On Linux there is a command called tail
that allows you to get the n
line from the end of the file. It's pretty convenient so I want to be able to do the same with Python.
I would like to create a function that retrieves n lines from the end of a file with tail (file_name, n)
using several approaches.
For the last approach, go to the site it-swarm.dev Efficiently find the last line in your text file -I refer to the page swarm.dev/ja/python/ Efficiently find the last line of a text file / 940298444 /).
The file to be read could be a text file, but this time I will use the csv
file.
The file name is test.csv
. The content is a summary of Bitcoin prices for 86400 lines (one day) per second.
test.csv
date,price,size
1588258800,933239.0,3.91528007
1588258801,933103.0,3.91169431
1588258802,932838.0,2.91
1588258803,933217.0,0.5089811
(Omission)
1588345195,955028.0,0.0
1588345196,954959.0,0.05553
1588345197,954984.0,1.85356
1588345198,955389.0,10.91445135
1588345199,955224.0,3.61106
Although it has nothing to do with the main subject, if you explain each item for the time being, the units of date, price, and size are UnixTime, YEN, BTC.

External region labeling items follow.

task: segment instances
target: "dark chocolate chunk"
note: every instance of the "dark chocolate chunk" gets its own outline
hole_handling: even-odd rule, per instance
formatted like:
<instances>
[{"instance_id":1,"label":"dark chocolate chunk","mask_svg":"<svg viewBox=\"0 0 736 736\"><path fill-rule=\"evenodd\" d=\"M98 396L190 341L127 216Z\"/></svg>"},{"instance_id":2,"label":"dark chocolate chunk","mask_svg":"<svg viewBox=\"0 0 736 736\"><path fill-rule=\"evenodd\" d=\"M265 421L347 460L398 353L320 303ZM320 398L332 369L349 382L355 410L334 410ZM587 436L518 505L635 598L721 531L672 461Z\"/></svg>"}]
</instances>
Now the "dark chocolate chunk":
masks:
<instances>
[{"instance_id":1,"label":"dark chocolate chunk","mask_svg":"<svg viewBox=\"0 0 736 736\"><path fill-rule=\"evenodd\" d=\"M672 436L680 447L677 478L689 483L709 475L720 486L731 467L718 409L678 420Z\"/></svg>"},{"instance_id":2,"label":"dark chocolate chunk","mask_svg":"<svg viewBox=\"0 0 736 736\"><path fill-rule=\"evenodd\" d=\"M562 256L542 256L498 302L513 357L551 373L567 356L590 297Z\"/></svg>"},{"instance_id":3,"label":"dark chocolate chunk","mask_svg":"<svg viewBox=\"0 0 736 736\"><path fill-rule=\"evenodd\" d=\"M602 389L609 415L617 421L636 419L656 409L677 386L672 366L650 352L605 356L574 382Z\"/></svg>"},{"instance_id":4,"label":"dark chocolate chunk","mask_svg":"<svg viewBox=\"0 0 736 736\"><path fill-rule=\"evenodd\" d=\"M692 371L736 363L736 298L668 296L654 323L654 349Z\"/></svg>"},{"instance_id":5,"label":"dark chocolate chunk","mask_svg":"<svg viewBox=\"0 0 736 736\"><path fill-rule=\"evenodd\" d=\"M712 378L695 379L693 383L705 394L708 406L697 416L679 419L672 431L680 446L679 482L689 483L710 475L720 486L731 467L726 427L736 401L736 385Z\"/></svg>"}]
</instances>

The first line means that at time 1588258800
, that is, at 0:00:00 on May 1st, 3.915280007
of Bitcoin was bought and sold for 933239.0
yen.
First, use the built-in function ʻopen ()` to get the file object, read all the lines from the beginning, and output only the last n lines. If n is 0 or a negative integer, strange results will be obtained, so it is actually necessary to perform processing limited to natural numbers, but it is important to make it easy to see.
python
def tail(fn, n):
#Open the file and get all the lines in a list
with open(fn, 'r') as f:
#Read one line.The first line is the header, so discard the result
f.readline()
#Read all lines
lines = f.readlines()
#Returns only n lines from the back
return lines[-n:]
#result
file_name = 'test.csv'
tail(file_name, 3)
# ['1588345197,954984.0,1.85356\n',
# '1588345198,955389.0,10.91445135\n',
# '1588345199,955224.0,3.61106\n']
If it is a text file, you can leave it as it is, but make it a little easier to use for csv files.
python
def tail(fn, n):
#Open the file and get all the lines in a list
with open(fn, 'r') as f:
f.readline()
lines = f.readlines()
#Return a string as an array.By the way str->Type convert to float
return [list(map(float ,line.strip().split(','))) for line in lines[-n:]]
#result
tail(file_name, 3)
# [[1588345197.0, 954984.0, 1.85356],
# [1588345198.0, 955389.0, 10.91445135],
# [1588345199.0, 955224.0, 3.61106]]
The only thing that has changed is the return
line, but the functions are so crowded that it's hard to understand, so I'll break it down.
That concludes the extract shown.